Michelle Martin

Ch-ch-ch-changes

Sunday, January 2, 2011

Time was, I wrapped all of our Christmas presents the Friday before Christmas, cocoa in hand and “Holiday Inn” playing on the VCR. My husband and I took time out for a leisurely lunch — just the two of us — on Christmas Eve, before things really got crazy with family gatherings and meals and church and presents and did I mention family gatherings (plural)?

We’d spend Christmas Eve evening with his family, trek out to Du-Page County to catch the end of my family’s party, stay there and see both sides of my extended family Christmas Day.

It was exhausting. And we didn’t even have kids yet. Things changed when first Caroline and then Frank arrived on the scene — Frank coming less than a month before Christmas the same year my parents moved to Wisconsin. We started new traditions.

 For several years, we spent Christmas Eve at home with Tony’s family, went to Midnight Mass, slept as late as the kids would let us and then opened presents and had lunch before hitting the road to make it to Christmas dinner at my parents’ house. We’d stay there and enjoy the quiet for a couple of days before heading home for New Year’s.

Then came Teresa, who changed things last year, even before her birth. The end of a complicated pregnancy meant traveling several hours in a car in winter would not be the best plan, so we did not make the Christmas trip to Wisconsin, although the rest stayed more or less the same.

This year, with my in-laws both ill and away from home, things have changed yet again. We stayed home for Christmas, attended an early Christmas Eve Mass and a Christmas morning prayer service at the rehab center where Tony’s parents both are. We plan to visit my parents over New Year’s, figuring it would be easier to travel before my in-laws come home.

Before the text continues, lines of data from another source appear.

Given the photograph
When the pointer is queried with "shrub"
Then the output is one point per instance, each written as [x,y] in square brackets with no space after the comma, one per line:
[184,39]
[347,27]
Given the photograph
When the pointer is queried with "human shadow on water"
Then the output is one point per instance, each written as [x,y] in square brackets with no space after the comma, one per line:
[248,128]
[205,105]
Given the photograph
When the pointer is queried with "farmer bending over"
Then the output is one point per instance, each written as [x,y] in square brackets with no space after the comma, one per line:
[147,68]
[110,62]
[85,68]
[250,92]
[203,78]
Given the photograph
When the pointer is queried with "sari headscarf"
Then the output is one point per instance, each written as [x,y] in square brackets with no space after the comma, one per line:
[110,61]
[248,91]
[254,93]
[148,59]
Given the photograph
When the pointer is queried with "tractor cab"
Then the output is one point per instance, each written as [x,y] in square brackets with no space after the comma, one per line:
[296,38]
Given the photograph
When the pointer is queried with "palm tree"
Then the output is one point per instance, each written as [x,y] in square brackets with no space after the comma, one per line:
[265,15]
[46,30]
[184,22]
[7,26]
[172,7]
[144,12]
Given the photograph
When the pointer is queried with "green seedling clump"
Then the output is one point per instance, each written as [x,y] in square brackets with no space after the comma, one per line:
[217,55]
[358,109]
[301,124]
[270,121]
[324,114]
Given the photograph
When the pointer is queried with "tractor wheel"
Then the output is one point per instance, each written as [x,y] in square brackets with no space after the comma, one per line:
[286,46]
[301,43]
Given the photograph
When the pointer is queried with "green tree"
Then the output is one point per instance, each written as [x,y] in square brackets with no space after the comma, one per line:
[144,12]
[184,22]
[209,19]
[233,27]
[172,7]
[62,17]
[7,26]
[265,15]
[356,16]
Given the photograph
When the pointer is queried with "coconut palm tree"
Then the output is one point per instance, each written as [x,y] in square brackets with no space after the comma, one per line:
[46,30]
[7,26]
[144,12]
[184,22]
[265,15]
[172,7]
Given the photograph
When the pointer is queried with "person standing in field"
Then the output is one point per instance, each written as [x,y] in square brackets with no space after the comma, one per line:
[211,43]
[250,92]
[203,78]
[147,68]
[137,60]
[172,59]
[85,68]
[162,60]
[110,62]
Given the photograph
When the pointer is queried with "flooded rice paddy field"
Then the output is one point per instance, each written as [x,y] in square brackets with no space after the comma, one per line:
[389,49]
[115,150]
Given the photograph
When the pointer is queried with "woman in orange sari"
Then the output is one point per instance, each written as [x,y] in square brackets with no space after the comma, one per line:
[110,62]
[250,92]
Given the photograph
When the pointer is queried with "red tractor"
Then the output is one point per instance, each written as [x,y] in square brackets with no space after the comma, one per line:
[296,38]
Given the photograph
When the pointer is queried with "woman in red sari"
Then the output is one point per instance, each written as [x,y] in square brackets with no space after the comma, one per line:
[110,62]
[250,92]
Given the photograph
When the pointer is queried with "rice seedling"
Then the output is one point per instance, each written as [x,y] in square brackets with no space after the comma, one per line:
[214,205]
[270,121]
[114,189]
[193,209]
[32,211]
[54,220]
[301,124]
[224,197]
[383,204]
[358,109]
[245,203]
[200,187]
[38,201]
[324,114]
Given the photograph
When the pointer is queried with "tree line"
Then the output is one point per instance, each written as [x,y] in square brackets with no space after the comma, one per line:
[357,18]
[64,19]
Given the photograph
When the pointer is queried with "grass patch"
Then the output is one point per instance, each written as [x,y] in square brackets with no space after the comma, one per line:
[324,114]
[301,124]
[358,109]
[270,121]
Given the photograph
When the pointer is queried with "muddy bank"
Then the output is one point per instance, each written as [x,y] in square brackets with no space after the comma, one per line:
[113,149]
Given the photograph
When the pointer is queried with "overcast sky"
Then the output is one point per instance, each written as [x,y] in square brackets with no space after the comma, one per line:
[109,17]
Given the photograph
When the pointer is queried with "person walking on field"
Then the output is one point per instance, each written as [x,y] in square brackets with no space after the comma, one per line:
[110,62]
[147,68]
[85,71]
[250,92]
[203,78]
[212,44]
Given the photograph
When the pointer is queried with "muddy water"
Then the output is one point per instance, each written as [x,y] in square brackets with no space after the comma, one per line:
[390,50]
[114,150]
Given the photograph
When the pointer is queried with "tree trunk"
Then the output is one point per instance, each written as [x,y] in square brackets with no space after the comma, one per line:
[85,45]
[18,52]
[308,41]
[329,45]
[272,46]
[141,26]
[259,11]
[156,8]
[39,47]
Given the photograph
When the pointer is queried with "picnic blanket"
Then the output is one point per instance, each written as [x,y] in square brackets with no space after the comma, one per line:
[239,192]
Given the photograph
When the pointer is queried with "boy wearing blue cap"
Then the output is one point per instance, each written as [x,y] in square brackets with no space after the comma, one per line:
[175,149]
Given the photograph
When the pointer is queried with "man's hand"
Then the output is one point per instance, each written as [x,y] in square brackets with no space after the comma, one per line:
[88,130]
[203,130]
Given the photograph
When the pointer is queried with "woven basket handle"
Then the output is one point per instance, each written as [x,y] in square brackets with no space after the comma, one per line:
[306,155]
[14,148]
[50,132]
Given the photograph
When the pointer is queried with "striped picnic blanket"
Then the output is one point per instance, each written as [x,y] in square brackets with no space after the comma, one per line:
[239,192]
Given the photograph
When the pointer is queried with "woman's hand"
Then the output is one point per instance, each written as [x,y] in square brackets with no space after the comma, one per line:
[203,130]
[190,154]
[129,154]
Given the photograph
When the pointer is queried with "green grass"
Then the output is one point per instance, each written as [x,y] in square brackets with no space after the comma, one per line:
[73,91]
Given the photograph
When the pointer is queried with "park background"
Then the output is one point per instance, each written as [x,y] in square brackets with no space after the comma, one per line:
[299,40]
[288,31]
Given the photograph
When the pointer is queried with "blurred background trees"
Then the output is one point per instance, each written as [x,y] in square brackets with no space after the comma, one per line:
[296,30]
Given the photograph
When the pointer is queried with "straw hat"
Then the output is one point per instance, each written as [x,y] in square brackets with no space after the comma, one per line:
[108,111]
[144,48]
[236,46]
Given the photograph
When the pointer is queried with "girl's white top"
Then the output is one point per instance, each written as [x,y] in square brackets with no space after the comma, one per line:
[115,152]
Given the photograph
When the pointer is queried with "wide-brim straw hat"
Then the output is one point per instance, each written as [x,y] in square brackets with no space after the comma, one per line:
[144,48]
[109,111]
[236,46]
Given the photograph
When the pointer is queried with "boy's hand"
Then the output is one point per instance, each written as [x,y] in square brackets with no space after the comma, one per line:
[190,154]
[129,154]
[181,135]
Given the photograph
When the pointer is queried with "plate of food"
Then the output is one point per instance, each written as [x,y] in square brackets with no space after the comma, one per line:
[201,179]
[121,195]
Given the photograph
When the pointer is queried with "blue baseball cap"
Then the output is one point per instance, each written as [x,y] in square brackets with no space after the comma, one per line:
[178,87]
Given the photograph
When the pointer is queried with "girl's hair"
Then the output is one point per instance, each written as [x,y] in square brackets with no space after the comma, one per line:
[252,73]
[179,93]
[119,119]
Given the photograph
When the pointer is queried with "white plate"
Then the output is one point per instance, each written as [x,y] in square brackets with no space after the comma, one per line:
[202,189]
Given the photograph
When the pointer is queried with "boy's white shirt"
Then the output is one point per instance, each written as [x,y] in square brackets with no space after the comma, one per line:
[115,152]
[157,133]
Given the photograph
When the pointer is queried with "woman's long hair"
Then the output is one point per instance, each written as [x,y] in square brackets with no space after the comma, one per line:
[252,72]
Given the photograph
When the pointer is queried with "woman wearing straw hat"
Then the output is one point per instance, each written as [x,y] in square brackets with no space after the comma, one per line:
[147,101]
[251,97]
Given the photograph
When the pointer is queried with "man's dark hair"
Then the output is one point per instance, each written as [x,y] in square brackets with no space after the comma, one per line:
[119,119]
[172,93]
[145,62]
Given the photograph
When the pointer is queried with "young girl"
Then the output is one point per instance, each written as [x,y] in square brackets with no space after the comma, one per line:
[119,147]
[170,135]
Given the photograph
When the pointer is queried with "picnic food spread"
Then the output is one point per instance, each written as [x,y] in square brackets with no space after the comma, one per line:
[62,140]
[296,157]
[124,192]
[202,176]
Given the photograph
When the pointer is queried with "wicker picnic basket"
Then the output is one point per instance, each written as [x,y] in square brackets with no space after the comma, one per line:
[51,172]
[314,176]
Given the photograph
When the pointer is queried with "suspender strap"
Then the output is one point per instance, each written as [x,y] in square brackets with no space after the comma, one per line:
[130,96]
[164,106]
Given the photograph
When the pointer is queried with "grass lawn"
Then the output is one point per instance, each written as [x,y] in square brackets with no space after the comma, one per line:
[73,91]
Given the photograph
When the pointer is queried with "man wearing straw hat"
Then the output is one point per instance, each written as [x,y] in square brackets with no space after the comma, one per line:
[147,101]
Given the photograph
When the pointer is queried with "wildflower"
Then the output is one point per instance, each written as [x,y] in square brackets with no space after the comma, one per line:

But between the kids activities and work and caring for a baby, Christmas was as hectic as ever, with the last presents getting wrapped after our guests left on Christmas Eve. It was the Friday before Christmas, after all.

 Some of the changes have been hard on Caroline and Frank, who sometimes seem to want a little more predictability in how things are going to unfold. But the most important things haven’t changed — or it doesn’t feel like they have.

Nearly a year after being born, Tony and the kids have all commented on how it’s hard to imagine our family without Teresa in it. It’s like we were waiting for her for years and just didn’t know it.

We still celebrate Christmas by going to church and gathering with family and friends, even if some of our loved ones can’t be there for all the festivities.

More things will undoubtedly change in the New Year, but the important things will stay the same. And maybe, someday, Tony and I can get back to that Christmas Eve lunch.